Guidroz was on a fun overnight trip with friends, but the big grouper was what he was focused on.
“We had tuna fished all night, and I tuna fish five days a week, so I let them tuna fish,” he said. “So when we went to catch this fish, I knew where he was at and what he was eating.
“I told everybody, ‘I want to catch one fish, and this is the one I want to catch.’”
So Guidroz Carolina-rigged a 2-pound hardtail on a 16-aught Mustad circle hook with a 24-ounce cannonball sinker. He was fishing with a Shimano Tiagra 50 reel spooled with 250-pound PowerPro braid and a 300-pound leader on a Biscayne rod.
“Every bite is different. This one kind of sat with it for a while, and I let him get it down deep before I started pulling on him good,” Guidroz said. “He held it in his mouth for a while. He didn’t hit it all that hard.”
But when the fish finally realized it was hooked, Guidroz said that was when “all hell broke loose.”
“The first five minutes of the battle are really the most important to get him out of his hole — they live in holes and structure,” he said. “That was the hardest part — trying to get him out. It’s hard to explain unless you’re on the other end of the rod.
“It took everything I had to turn his head to come to the boat.”
The big fish bit at about noon, and the battle — which Guidroz fought standing up with a belt — lasted about 30 minutes, he said.
“Once I got him up a good ways, he eventually embolized,” Guidroz said. “He popped at about 75 feet down, and he finally bloated up and came to the surface.
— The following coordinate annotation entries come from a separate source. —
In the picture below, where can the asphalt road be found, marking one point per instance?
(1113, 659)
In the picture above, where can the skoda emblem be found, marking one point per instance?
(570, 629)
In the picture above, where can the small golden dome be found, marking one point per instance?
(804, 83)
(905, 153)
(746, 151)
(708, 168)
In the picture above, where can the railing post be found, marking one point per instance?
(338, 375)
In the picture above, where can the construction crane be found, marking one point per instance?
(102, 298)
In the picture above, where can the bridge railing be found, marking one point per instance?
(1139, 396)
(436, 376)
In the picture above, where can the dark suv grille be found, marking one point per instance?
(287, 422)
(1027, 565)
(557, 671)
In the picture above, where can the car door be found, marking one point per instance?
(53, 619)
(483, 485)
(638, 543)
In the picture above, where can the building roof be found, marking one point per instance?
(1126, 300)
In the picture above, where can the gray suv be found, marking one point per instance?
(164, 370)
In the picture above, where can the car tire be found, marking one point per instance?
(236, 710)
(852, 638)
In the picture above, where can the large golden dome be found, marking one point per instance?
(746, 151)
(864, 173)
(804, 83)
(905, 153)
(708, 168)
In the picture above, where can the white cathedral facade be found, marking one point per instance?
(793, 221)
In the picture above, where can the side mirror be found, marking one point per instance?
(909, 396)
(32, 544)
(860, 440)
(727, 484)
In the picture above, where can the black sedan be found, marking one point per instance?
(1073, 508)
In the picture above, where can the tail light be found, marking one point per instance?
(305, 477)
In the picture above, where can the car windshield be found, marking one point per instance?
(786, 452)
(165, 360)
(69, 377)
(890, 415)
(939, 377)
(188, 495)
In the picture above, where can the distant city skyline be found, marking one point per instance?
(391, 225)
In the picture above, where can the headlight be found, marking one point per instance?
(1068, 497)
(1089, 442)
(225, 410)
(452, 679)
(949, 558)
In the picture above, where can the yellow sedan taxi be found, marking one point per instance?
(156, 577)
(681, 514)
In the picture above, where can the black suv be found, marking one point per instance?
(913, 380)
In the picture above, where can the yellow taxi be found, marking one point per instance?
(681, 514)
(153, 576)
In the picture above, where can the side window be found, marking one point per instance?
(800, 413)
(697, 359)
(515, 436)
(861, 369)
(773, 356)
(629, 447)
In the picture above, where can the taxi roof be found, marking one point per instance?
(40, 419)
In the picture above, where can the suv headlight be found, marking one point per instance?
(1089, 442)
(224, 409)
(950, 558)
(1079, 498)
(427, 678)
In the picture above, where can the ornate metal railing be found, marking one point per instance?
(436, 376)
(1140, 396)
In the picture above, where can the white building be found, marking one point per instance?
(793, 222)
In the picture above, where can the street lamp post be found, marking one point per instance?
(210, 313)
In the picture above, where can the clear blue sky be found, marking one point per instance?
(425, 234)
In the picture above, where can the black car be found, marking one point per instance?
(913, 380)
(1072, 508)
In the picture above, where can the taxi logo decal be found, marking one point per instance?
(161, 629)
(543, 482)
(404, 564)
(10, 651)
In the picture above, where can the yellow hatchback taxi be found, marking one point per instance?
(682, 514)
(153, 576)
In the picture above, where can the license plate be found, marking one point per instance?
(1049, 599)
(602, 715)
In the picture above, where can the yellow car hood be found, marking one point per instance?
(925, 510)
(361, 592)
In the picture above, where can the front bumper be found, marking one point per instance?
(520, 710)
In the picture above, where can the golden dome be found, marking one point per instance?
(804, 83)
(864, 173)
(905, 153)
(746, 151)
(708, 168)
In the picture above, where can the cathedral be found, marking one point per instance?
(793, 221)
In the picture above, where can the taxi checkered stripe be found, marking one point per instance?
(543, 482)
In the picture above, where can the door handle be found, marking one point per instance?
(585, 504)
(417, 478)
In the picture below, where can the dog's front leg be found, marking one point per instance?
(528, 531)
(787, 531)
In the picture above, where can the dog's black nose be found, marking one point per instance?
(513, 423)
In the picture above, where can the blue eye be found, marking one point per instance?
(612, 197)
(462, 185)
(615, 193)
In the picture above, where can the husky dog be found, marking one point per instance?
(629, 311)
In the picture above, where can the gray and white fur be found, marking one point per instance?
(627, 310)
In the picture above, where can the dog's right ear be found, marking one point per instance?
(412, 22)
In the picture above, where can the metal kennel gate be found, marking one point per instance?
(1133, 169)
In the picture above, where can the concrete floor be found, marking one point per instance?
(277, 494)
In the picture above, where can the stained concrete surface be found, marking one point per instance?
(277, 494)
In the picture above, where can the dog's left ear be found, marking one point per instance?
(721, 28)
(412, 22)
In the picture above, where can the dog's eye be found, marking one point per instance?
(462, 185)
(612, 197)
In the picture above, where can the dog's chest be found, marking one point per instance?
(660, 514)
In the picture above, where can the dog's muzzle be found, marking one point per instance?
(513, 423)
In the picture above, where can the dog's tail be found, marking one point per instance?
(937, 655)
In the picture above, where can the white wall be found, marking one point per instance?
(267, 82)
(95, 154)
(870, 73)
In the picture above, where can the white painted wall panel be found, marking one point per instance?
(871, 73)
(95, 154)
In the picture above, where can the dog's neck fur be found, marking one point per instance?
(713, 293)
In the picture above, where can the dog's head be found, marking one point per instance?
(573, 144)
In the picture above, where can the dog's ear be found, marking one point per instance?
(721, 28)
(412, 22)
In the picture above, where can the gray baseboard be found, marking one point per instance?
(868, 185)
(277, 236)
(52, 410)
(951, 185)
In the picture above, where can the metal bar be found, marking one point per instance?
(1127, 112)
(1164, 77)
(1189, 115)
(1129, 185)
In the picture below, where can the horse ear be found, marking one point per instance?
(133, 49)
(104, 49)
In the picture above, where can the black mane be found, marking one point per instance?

“I was probably the most pumped up on the boat, but I knew what we had caught. To catch a grouper over 300 pounds in the Gulf is something —it doesn’t happen very often.”
The first order of business was getting the giant fish onboard and situated for the ride back to Fourchon.
“We had to take all the yellowfin out of the front fish box. Once we cleared the front, we threw him in there and threw all the yellowfin in the back hole,” he said. “We threw a little bit of ice on top of them, and we rolled in as fast as we could to try to get as much weight out of him as we could.”
After the 90-minute run to Chris Moran’s Marina in Port Fourchon, the grouper weighed-in at 341 pounds on certified scales. The fish measured 7 feet, 6 inches, with a 70-inch girth.
“I knew it was a big fish. I knew he was definitely over 300 pounds,” Guidroz said. “I was thinking he was going to be around 350, so I wasn’t that far off.
“I though I had a shot at the state record, but I came up shy by a couple of pounds.”
If certified by the Louisiana Outdoor Writers Association, which oversees fish records in Louisiana, Guidroz’s grouper will be the new No. 3-ranked Warsaw in the state. The biggest Warsaw grouper on record was caught by J.J. Tabor in 2008 in South Timbalier Block 308, and weighed 359.1 pounds.
“We cleaned him up already, and I have the length and girth and everything so I’m probably going to get a replica mount of him,” Guidroz said. “I’m actually going to try to put him up in Moran’s Marina.”